Майра встретила меня на пороге, рукав ее белого балахона продуманно свалился с плеча. Воленс-ноленс я залюбовался. Слишком хорош был красно-коричневый агат в лучах заходящего солнца. Она заметила мой взгляд, и глаза ее стали мягче. Вот и хорошо! Не будем ссориться. Все по-прежнему. Все довольны. Каждый имеет свое.

– Где она?

– Выпьем?

– Валяй, – я пожал плечами.

Черная пантера переместилась к импровизированной барной стойке, и я поневоле снова залюбовался. Грациозная, но величественная красота в параллельных полосах тени от жалюзи. Пантера в клетке. Впечатляет! Кровать расстелена, на ней свежие простыни. Неплохо! Я засмеялся. Не зря же я сюда ехал.

– Чему смеешься? – Зрачковый занавес бесшумно поднялся, черная радужка ощерилась клыками. Вау!

– Ты потрясающе выглядишь. – Я пригубил из фужера. Настоящий французский коньяк. Тоже неплохо.

– А ты – хреново! Работа не идет? – усмехнулась она.
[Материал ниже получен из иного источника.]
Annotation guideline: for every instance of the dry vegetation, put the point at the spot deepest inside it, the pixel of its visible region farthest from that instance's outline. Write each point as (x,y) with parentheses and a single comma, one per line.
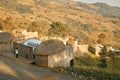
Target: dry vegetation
(83,21)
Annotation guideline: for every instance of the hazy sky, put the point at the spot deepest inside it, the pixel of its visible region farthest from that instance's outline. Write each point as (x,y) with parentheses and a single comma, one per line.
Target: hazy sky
(110,2)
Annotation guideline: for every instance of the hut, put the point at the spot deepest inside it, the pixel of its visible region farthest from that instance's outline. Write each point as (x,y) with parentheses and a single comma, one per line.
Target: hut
(6,42)
(53,53)
(26,49)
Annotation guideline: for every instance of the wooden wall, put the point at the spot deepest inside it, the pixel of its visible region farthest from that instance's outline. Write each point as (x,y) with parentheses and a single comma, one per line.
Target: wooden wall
(24,51)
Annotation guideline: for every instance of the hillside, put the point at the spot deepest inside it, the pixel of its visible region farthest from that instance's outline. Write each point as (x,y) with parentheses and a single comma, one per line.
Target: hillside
(83,21)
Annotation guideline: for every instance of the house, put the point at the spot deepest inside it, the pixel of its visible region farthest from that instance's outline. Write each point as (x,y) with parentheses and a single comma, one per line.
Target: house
(53,53)
(26,34)
(6,42)
(26,49)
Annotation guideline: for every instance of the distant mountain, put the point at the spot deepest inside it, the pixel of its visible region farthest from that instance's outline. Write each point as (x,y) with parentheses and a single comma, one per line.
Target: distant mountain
(107,10)
(102,8)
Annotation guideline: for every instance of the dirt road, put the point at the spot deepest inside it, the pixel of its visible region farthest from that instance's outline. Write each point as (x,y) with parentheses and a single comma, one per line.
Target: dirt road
(14,70)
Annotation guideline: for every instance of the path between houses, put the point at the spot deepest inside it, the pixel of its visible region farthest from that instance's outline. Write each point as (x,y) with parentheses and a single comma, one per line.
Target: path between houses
(13,69)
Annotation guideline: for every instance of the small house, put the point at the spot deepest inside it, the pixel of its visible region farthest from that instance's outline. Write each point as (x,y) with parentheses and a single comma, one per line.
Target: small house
(26,49)
(6,42)
(53,53)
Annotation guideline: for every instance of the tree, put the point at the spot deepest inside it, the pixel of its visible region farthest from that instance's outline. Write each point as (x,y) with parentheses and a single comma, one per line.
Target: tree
(57,28)
(103,54)
(101,39)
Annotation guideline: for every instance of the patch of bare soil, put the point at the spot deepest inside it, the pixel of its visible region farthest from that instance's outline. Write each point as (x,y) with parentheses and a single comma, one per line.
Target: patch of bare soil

Ведьма! Я обозлился. Мне напомнили то, о чем я хотел забыть хотя бы на время. Ведьма!

– Давай закуску, – обрезал я. – Показывай. Что там у тебя?
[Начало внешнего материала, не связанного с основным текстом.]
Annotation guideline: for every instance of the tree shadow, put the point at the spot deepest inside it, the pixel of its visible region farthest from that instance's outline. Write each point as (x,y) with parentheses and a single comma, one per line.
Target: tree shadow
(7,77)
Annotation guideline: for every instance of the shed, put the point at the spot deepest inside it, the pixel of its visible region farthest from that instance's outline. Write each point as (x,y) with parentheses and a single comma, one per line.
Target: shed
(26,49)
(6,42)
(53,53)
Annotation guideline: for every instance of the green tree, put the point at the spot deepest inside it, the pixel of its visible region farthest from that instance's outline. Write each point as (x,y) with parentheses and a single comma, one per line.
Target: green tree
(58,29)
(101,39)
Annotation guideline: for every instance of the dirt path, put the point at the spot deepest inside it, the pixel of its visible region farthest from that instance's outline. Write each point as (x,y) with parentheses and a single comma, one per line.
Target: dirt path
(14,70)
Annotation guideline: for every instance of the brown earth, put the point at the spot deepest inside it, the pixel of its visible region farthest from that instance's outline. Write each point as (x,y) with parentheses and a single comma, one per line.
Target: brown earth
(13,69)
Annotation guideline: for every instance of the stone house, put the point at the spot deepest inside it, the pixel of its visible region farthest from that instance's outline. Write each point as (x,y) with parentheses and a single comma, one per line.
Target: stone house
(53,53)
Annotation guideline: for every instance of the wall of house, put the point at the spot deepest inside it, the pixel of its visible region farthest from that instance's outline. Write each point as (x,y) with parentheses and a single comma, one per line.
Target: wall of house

Она наклонилась, балахон подался вперед вместе с ней, обрисовав крепкое тело степной одалиски. У меня защекотало низ живота. Красивые ягодицы – седло для меня.

– Смотри, – она отошла в сторону, открыв иллюстрацию разделочного стенда для подставной фотографии.

Тело обнаженной женщины без головы, рук и ног. На ней металлический пояс целомудрия и прорези для двух пар мужских рук – выше и ниже груди. Ее тело сладострастно изогнуто, рядом с ней никого. Но главное – цвет. У меня засосало под ложечкой. Венера утробного цвета болота. Я почувствовал знакомый запах ирисов, и меня затошнило.

– Нравится?

– Нет.

– Шутка! – захохотала Майра.

– Твоя?

– Йес! В каждой шутке, сам знаешь… – Она помолчала. – Я готова снять пояс. Но не для этих, – она кивнула на прорези для рук.

– Я… – Меня выводил из себя запах ирисов. Донельзя! – Я не в восторге от этой картины. Это не твое. Прости.

Она бросила взгляд на расстеленные простыни, и я понял, что не смогу. Меня засосало, но Майра – ошибка. Она сумела понять, что меня гложет. Это плохо. Хуже не бывает. Мне нужен другой Мюнхгаузен. Он не поймет, он соврет, я посмеюсь и забуду.

– А не пообедать ли нам? – Я жаждал отомстить.

– Нашел эрзацы для самоудовлетворения голода? – захохотала она.

– Да, – я заскрежетал зубами. – Пойдем. Я знаю отличное место. Там отличные шашлыки из белого амура.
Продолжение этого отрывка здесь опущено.